Better stated that 41% of its pre-approved customers, despite having credit and income that meet mortgage requirements, lack the cash needed for a traditional down payment. Allowing younger homebuyers to use their digital assets as collateral is expected to reduce this percentage.
This concept sounds quite speculative, but a couple in Michigan recently completed the first Bitcoin-backed mortgage loan in the United States through Better and Coinbase. In this transaction, Coinbase holds the couple’s digital tokens as collateral, while Better provides the mortgage funds. The two companies plan to roll out this type of loan to more eligible borrowers across the country this summer.
The concept of obtaining a loan using investment assets as collateral is not new. Homebuyers who hold significant stocks but lack cash can use a “pledged asset mortgage” (PAM), pledging a portion of their stock portfolio to the lender instead of making a cash down payment.
Thus, Coinbase and Better are simply extending this idea to the cryptocurrency space. According to data from the FINRA Investor Education Foundation, Gen Z and younger millennials in the United States tend to hold more cryptocurrency than stocks. This means that loans backed by Bitcoin and stablecoins could attract significant interest from these younger investors.
Coinbase and Better are not the first companies to attempt Bitcoin-backed mortgages. However, earlier products did not receive Fannie Mae’s backing and were tightly linked to Bitcoin’s price volatility. If Bitcoin’s price plummeted, borrowers faced the risk of margin calls. In contrast, the loan products from Coinbase and Better do not trigger margin calls because they use a dual-loan structure: one traditional loan covering the full home price, and one token-based junior loan covering only the down payment. The second loan is intentionally over-collateralized—250% over-collateralization for Bitcoin and 125% for USDC—to withstand market fluctuations.
This design indeed gives the product a significant advantage. However, it may only appeal to a small subset of specific crypto investors: those who hold tens of thousands of dollars in Bitcoin or USDC, are unwilling to liquidate those assets, and are simultaneously looking for a new home.

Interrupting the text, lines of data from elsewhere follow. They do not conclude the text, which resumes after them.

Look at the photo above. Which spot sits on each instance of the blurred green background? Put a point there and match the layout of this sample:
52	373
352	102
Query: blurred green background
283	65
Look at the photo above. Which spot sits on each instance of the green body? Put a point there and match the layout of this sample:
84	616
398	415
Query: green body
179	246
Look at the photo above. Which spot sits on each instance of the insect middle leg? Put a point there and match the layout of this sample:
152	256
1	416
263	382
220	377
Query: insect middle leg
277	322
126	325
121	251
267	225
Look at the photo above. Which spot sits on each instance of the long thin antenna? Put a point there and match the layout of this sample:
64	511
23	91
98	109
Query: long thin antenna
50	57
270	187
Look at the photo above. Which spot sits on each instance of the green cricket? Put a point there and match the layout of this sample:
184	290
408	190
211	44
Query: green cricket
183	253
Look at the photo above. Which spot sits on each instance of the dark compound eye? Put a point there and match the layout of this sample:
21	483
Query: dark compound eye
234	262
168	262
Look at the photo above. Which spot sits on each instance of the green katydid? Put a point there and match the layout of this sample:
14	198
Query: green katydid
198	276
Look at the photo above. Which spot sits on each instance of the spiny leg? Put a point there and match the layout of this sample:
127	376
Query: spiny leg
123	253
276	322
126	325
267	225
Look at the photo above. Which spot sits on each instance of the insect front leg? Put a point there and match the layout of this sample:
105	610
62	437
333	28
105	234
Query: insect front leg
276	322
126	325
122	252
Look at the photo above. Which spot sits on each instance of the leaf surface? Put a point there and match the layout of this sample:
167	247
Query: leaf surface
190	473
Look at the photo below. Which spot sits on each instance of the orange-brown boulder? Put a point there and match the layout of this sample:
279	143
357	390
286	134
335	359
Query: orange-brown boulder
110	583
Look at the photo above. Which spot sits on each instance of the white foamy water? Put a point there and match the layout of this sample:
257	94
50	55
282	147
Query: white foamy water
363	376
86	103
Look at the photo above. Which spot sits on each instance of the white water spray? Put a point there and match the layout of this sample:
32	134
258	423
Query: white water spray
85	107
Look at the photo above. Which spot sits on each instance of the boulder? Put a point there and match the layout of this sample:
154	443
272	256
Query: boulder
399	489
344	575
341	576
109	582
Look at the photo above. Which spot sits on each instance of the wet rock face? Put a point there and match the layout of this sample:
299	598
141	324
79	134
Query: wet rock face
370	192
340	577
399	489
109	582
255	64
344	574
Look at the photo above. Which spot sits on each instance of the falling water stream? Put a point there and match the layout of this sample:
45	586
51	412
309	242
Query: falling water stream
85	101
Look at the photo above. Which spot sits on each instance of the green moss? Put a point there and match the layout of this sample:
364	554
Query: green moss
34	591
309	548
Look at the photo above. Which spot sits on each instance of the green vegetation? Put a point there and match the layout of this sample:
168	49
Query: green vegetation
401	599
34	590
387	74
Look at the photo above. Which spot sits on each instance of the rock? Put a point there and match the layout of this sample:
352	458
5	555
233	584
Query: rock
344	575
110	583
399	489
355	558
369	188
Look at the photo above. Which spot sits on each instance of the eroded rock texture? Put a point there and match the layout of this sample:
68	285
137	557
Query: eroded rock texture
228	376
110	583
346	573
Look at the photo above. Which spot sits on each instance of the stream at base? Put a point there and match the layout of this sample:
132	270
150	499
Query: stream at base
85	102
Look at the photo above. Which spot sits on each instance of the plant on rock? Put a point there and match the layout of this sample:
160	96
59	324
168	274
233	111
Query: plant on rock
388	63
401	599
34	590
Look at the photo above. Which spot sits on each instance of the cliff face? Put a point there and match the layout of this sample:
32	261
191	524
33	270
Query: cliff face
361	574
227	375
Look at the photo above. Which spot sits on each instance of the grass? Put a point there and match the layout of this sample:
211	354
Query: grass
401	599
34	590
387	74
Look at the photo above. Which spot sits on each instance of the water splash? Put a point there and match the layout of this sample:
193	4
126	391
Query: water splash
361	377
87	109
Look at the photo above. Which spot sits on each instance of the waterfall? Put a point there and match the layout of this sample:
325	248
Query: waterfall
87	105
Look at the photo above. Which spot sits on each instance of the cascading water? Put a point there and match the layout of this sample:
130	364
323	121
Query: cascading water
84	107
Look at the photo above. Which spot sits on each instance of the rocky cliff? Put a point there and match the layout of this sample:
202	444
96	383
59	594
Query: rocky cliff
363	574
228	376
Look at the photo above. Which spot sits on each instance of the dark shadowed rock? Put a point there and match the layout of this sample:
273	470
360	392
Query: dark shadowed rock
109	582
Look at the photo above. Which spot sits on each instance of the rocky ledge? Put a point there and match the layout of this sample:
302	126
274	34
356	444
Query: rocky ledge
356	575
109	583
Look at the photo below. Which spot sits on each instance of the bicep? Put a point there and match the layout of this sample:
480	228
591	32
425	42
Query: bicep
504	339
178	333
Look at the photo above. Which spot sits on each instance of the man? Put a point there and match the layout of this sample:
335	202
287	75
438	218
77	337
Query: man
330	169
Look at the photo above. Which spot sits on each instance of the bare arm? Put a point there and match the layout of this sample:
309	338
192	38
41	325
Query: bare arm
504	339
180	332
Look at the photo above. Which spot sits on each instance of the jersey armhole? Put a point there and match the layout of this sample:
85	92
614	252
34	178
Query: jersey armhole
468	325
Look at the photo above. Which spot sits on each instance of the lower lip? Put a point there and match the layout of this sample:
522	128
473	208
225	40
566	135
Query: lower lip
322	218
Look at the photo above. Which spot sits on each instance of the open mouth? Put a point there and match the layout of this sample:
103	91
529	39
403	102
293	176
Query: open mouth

Overall, crypto-backed mortgages offer an intriguing glimpse into the future: Bitcoin, stablecoins, and other cryptocurrencies could potentially serve as collateral for new home purchases. But investors should not conclude that more people will directly buy entire homes with cryptocurrency. This model is still limited to a specific group of investors, and its widespread adoption will take time to materialize.